In my text book I saw that ${|\cosh z|}^2={\cos}^2x+{\sinh}^2y$
But when I tried deriving it myself I got this: $${|\cosh z|}^2={\cos}^2y+{\sinh}^2x$$
See my working below:
$$\cosh z=\frac{1}{2}(e^z+e^{-z})=\frac{1}{2}(e^{x+yi}+e^{-x-yi})=\frac{1}{2}(e^x\cos y+ie^x\sin y+e^{-x}\cos y-ie^{-x}\sin y)$$
Solving further and collecting like terms gives:
$$\frac{1}{2}(e^x+e^{-x})\cos y + \frac{1}{2}(e^x-e^{-x})i\sin y=\cosh x\cos y+i\sinh x\sin y$$
Therefore we can get the square of the absolute value of $\cosh z$
$${|\cosh z|}^2={(\cosh x\cos y)}^2+{(\sinh x\sin y)}^2= {\cos}^2y+{\sinh}^2x$$
Am I wrong or is my textbook wrong? Or are we both right?!

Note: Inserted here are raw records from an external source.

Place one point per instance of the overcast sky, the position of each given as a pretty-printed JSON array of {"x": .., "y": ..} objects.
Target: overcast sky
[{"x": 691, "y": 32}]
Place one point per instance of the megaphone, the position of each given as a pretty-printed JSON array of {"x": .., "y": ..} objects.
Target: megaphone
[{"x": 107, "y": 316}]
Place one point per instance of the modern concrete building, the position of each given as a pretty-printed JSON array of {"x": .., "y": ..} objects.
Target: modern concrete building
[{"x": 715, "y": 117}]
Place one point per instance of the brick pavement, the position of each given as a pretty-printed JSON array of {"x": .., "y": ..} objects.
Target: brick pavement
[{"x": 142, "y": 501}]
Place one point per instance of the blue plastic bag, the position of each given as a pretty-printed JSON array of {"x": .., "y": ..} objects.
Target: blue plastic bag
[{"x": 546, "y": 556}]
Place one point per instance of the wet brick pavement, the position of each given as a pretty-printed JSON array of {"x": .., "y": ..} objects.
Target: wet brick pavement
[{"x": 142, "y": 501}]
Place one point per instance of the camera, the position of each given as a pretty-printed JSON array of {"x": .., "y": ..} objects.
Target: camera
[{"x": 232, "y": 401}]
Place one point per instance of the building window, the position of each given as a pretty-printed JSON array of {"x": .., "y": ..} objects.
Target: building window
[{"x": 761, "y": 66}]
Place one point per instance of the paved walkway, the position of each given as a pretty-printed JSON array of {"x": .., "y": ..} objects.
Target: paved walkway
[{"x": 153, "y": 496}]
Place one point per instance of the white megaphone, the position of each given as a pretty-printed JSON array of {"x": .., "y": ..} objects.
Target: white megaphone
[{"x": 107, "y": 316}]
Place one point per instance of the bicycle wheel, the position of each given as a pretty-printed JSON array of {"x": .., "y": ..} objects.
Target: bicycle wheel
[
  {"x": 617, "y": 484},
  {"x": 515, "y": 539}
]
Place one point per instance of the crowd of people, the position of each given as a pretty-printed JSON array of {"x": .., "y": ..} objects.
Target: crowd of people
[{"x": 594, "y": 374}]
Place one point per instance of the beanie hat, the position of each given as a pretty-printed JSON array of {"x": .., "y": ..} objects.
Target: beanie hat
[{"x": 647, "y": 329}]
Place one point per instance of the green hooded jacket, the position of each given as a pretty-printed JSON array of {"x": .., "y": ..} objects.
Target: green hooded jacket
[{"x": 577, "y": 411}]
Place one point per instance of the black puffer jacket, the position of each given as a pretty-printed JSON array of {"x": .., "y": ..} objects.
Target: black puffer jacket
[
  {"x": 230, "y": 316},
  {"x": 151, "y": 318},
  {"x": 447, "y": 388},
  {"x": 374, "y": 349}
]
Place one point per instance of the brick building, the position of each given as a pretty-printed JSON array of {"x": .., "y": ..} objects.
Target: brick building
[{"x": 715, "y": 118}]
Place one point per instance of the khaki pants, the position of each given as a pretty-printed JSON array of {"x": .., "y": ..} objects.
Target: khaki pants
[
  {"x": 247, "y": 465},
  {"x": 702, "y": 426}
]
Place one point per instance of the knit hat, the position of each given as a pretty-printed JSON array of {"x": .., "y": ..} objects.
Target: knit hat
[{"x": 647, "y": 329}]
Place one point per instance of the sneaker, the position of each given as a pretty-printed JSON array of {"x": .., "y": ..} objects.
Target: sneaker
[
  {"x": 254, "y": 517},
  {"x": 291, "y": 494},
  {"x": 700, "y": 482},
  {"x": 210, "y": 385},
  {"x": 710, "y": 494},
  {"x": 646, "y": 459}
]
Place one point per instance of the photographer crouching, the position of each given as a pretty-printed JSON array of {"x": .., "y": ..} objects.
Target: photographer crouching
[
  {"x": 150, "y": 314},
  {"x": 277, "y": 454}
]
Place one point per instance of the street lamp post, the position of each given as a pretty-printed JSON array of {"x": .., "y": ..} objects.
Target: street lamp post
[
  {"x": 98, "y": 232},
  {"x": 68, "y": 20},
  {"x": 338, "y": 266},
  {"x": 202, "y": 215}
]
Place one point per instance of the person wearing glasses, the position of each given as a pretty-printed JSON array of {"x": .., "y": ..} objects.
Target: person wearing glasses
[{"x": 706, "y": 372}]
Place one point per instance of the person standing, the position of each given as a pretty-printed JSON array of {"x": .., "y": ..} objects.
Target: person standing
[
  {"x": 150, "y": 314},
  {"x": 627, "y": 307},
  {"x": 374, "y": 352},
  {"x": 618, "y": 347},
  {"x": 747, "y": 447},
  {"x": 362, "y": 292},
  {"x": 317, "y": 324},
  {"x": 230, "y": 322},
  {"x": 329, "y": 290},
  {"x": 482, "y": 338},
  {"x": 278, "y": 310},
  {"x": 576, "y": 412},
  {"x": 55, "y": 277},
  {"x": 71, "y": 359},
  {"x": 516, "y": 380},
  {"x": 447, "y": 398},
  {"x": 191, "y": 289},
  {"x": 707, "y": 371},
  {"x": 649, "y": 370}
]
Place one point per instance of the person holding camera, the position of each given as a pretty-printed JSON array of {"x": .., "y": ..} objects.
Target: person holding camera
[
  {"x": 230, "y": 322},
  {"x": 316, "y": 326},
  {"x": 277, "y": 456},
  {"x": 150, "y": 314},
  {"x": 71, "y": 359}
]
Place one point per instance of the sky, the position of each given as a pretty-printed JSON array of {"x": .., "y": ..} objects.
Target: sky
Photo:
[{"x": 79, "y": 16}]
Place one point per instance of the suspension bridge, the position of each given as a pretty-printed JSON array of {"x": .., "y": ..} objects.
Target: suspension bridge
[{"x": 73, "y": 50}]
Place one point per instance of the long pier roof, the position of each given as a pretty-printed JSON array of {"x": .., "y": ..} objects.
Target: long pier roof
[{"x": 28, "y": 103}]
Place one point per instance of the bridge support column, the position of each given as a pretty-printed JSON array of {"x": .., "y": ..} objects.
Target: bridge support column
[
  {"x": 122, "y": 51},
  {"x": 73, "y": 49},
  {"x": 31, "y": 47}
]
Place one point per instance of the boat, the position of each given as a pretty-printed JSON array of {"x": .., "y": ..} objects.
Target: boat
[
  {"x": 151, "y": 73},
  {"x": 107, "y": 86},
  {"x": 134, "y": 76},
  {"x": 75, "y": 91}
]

The identity you quote as being the textbook's answer - $|\cosh(x+i y)|^2 = \cos(x)^2 + \sinh(y)^2$ - is false in the case $y=0$ for all $x \not = 0$.
Your identity and proof are correct. It is the case that $|\cosh(x+i y)|^2 = \sinh(x)^2 + \cos(y)^2$.